1997 et 2007 ont été des années extraordinaires. Ils semblaient ouvrir et clôturer un cycle depuis la coïncidence des événements artistiques les plus importants d'Europe : la Biennale de Venise, le Skulptur Projekte Münster et la Documenta de Kassel. Un cycle qui est passé de la Documenta de Catherine David, icône du retour des pratiques conceptuelles avec ce titre qui résumait tout depuis Poétique/politique, jusqu'au désastre occasionnel de Roger-Martin Buergel avec la participation des plages des Roses de Ferran Adrià dans son restaurant.
Entre-temps, les deux biennales de Harald Szeemann, en 1999 et 2001, la Documenta d'Okwi Enwezor en 2002 et, outre ces événements, l'ouverture d'espaces comme le Palais de Tokyo à Paris et la Modern Tate à Londres.
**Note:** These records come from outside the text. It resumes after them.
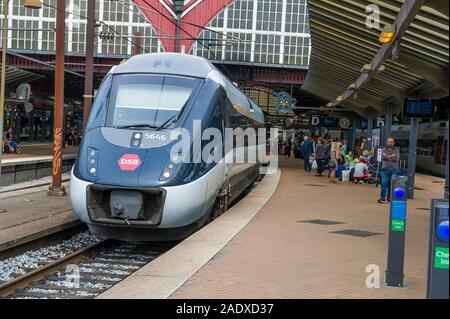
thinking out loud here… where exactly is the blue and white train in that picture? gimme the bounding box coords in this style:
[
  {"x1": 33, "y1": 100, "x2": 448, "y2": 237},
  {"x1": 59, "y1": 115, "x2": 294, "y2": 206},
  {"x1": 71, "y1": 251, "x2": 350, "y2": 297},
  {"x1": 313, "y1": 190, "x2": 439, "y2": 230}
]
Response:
[{"x1": 70, "y1": 53, "x2": 265, "y2": 241}]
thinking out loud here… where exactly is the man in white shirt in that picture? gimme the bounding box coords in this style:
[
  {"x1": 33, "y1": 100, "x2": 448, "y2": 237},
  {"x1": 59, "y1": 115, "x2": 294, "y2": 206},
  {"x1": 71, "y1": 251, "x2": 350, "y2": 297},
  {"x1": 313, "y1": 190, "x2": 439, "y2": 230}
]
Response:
[{"x1": 353, "y1": 158, "x2": 371, "y2": 184}]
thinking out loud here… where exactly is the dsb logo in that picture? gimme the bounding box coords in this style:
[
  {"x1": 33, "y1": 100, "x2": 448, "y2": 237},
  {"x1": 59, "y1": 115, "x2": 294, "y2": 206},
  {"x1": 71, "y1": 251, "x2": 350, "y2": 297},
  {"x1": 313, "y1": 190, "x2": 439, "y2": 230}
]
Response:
[{"x1": 117, "y1": 154, "x2": 142, "y2": 171}]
Il y avait une certaine effervescence qui tenait à ce que nous dirions, avec la distance, un ancrage des pratiques conceptuelles et des nouveaux médias dans un contexte d'institutionnalisation progressive de l'art. De manière critique, on pourrait dire qu'il s'agit de la mise en place d'une certaine cuisine d'art contemporain. J'ai eu la chance d'assister à certaines des ouvertures de ces événements. Je me souviens de l’enthousiasme et du plaisir mêlés aux attentes ouvertes de la jeunesse et d’avoir été témoin de la mise en mouvement de ce que je considère aujourd’hui comme un bourbier générationnel. Je me souviens d'une rencontre apparemment fortuite entre Harald Szeemann et Okwi Enwezor lors de l'ouverture de la Documenta de ce dernier, comme si l'un transmettait à l'autre un certain témoignage curatorial. Je me souviens du sentiment ressenti avec Ferran Barenblit lorsque nous sommes arrivés à l'ouverture de la première Biennale de Venise de Szeemann et avons vu une mer de monde dans le parc Il Giardini. C’était le monde de l’art et nous pensions en faire partie. Une fois de plus, ce monde de l’art a montré que, malgré les soupçons de beaucoup, il est ouvert et accueillant. Je l'ai toujours pensé. Peut-être naïvement, mais cette inclusivité est ce qui m’a toujours le plus intéressé dans l’art et la culture.
Lors des dernières ouvertures à Venise, j'ai soudain réalisé, encore une fois naïvement, qu'il y avait maintenant plus d'ouvertures et que je n'ai réussi qu'à atteindre le troisième tour. Avant, il existait des laissez-passer spéciaux pour les personnalités, les VIP, les médias, les galeristes et les collectionneurs... Ce monde de l'art qui se présentait comme une faune écologiquement diversifiée était en train d'être détourné. Sans entonnoirs, l’art est entré dans une phase de collusion explicite avec la distinction de classe. Comme s'il n'était plus possible de trouver un Harald Szeemann mal habillé discutant avec des artistes lors de son propre vernissage. Peut-être est-ce le symptôme d'un retour à une stratification sociale du monde de l'art dans lequel ils interviennent depuis les vernissages VIP (qui se sont généralisés dans les musées ou les centres d'art en multipliant les visites exclusives préalables aux vernissages populaires) jusqu'aux galeries transformées en centres d'art installés dans les centres les plus exclusifs de la Méditerranée. Et peut-être que cette étrange présence d'El Bulli à la Documenta en 2007, en tant que proposition accessible uniquement à quelques privilégiés, annonçait plus qu'on ne le pensait une nouvelle tendance.